The U.S. Court of Appeals for the 2nd Circuit, in a 2-to-1 decision, set the clock ticking again on a $100,000-a-day fine against the National Conference of Catholic Bishops and its service arm, the U.S. Catholic Conference.

The church has a 20-day grace period in which to appeal or to turn over the documents before the daily fine is levied.

Yesterday's ruling grows out of a suit filed in 1981 by the Abortion Rights Mobilization, seeking to lift the bishops' tax exemption because of their involvement in antiabortion politics.

The abortion rights group charged that the church illegally supported antiabortion candidates in the 1980 election.

The fine was imposed in May 1985 by U.S. District Court Judge Robert L. Carter, who cited church officials for contempt after they refused to surrender subpoenaed church documents ranging from minutes of internal policy dis- cussions to local parish bulle- tins.
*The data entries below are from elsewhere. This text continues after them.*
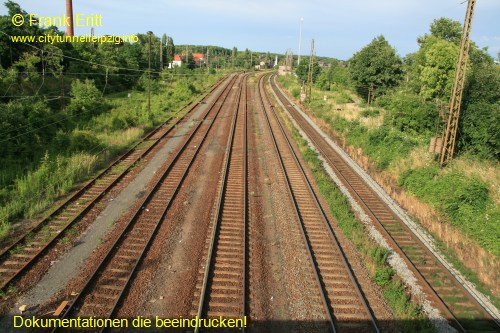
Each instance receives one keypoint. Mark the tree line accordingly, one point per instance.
(416, 88)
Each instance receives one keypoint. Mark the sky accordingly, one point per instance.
(339, 27)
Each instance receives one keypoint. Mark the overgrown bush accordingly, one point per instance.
(408, 112)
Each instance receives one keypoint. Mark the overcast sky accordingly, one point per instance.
(339, 27)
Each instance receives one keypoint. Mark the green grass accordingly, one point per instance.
(407, 314)
(76, 155)
(465, 201)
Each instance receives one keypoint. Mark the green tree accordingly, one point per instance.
(446, 29)
(302, 71)
(437, 68)
(86, 99)
(376, 64)
(170, 50)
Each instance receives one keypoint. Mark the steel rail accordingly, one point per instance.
(328, 226)
(130, 224)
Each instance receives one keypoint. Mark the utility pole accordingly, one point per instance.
(300, 38)
(70, 31)
(310, 72)
(149, 74)
(450, 134)
(162, 45)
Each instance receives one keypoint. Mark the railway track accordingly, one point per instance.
(20, 255)
(345, 305)
(222, 281)
(104, 289)
(462, 310)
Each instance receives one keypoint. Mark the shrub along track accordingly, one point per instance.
(29, 248)
(103, 291)
(222, 280)
(462, 310)
(346, 308)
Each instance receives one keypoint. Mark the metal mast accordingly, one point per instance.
(310, 72)
(450, 134)
(69, 13)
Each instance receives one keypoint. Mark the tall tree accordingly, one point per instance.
(377, 65)
(170, 50)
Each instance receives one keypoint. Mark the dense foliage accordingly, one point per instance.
(68, 108)
(376, 65)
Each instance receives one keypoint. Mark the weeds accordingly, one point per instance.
(408, 314)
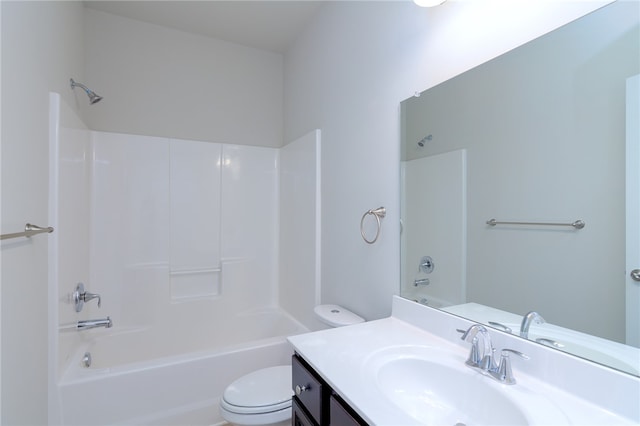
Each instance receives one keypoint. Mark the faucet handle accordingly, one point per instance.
(504, 373)
(476, 359)
(80, 296)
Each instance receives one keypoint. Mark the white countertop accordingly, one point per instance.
(341, 356)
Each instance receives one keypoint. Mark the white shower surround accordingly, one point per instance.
(126, 209)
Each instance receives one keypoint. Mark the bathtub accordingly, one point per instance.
(164, 376)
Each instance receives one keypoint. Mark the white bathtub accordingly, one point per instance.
(166, 377)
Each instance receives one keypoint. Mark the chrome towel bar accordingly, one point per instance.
(578, 224)
(29, 230)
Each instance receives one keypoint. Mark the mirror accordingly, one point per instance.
(538, 136)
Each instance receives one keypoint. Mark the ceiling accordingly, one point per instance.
(263, 24)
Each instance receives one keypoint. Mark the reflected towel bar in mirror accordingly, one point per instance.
(578, 224)
(29, 230)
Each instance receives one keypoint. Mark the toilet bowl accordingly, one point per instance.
(263, 397)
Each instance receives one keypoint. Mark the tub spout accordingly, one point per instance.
(87, 324)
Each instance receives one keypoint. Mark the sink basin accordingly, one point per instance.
(433, 386)
(435, 394)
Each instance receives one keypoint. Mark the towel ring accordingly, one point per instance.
(378, 213)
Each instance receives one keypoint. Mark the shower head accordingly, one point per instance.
(93, 97)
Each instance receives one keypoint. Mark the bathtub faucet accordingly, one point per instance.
(87, 324)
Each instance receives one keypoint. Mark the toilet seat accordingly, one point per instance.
(262, 392)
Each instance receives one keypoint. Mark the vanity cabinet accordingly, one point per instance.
(315, 403)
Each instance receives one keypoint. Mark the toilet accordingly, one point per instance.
(263, 397)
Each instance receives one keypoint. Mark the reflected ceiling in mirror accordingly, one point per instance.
(535, 135)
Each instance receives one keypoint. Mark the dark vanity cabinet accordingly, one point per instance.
(315, 403)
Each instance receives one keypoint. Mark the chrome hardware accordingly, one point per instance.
(484, 361)
(29, 230)
(532, 316)
(426, 265)
(550, 342)
(502, 326)
(80, 296)
(89, 324)
(299, 389)
(503, 373)
(578, 224)
(423, 281)
(86, 360)
(379, 214)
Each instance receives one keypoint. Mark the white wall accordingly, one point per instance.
(158, 81)
(300, 236)
(42, 47)
(347, 75)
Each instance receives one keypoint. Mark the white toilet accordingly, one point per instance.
(263, 397)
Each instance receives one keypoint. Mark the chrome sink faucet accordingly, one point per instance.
(531, 317)
(484, 360)
(477, 358)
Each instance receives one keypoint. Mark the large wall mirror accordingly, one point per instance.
(535, 139)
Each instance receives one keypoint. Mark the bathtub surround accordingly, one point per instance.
(180, 239)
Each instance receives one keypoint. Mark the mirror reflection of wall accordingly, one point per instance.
(543, 127)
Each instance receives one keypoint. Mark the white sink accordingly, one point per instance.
(434, 387)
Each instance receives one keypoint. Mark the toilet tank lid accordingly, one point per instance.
(336, 315)
(261, 388)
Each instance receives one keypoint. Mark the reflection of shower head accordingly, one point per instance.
(93, 97)
(422, 141)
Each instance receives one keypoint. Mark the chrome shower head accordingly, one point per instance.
(93, 96)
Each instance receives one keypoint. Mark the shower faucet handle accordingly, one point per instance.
(80, 296)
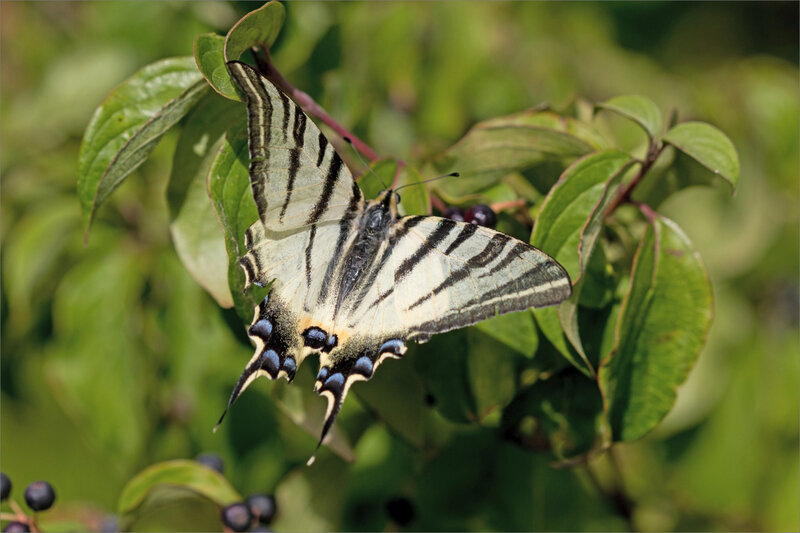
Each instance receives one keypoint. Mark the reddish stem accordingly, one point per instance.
(624, 194)
(308, 104)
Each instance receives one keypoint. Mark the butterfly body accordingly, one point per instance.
(351, 279)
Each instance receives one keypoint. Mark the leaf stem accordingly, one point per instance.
(306, 102)
(624, 194)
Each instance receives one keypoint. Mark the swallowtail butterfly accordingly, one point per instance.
(352, 279)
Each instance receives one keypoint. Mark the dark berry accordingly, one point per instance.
(400, 511)
(237, 517)
(16, 527)
(5, 487)
(262, 506)
(211, 460)
(482, 215)
(40, 495)
(454, 213)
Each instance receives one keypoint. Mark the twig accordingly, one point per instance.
(307, 103)
(624, 195)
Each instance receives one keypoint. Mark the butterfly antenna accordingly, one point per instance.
(451, 175)
(361, 160)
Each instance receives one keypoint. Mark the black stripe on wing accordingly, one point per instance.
(298, 135)
(331, 177)
(442, 231)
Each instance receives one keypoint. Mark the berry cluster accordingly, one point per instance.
(480, 214)
(39, 496)
(254, 514)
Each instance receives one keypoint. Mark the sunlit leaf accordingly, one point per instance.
(129, 123)
(209, 53)
(180, 473)
(567, 227)
(260, 27)
(498, 146)
(661, 330)
(195, 230)
(709, 147)
(640, 109)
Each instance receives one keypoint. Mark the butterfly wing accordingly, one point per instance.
(297, 177)
(434, 275)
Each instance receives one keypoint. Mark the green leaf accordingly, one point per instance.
(493, 148)
(196, 232)
(209, 54)
(515, 330)
(567, 228)
(661, 329)
(229, 186)
(260, 27)
(414, 200)
(129, 123)
(103, 389)
(180, 473)
(709, 147)
(492, 374)
(565, 411)
(639, 109)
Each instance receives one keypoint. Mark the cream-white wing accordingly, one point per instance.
(436, 275)
(297, 177)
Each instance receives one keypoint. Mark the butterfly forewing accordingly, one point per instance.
(297, 177)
The fine was stayed pending the appeal.

In New York, Lawrence Lader, coordinator of the Abortion Rights Mobilization, said he was "very pleased" by yesterday's ruling. "We can go right to trial" on the merits of the case, he said.

A spokesman for the bishops' conference in Washington said, "The conference is very disappointed by this ruling" and he said the bishops will appeal the matter to the Supreme Court.

"The issues at stake here are of concern not just to the Catholic Church," he said.

The spokesman said the case "involves the right of all churches and religious groups to express their views on public issues without harrassment by groups which disagree with them or by the federal government."

The case, and particularly the broad subpoena for internal church documents, has set off alarms in other church groups, many of which differ with the Catholic position on abortion, over how far the government can inquire into church affairs.

An ad hoc coalition of eight church organizations, including the National Association of Evangelicals, the Church of Jesus Christ of Latter-day Saints and the National Council of Churches, last year filed a friend-of-the-court brief in support of the Roman Catholic organizations.

The right of churches "to preach, teach and seek to persuade others to follow what they believe to be the moral course for the nation . . . should have nothing to do with the church's tax exemption," said the Rev. Dean M. Kelley, church-state expert for the National Council of Churches.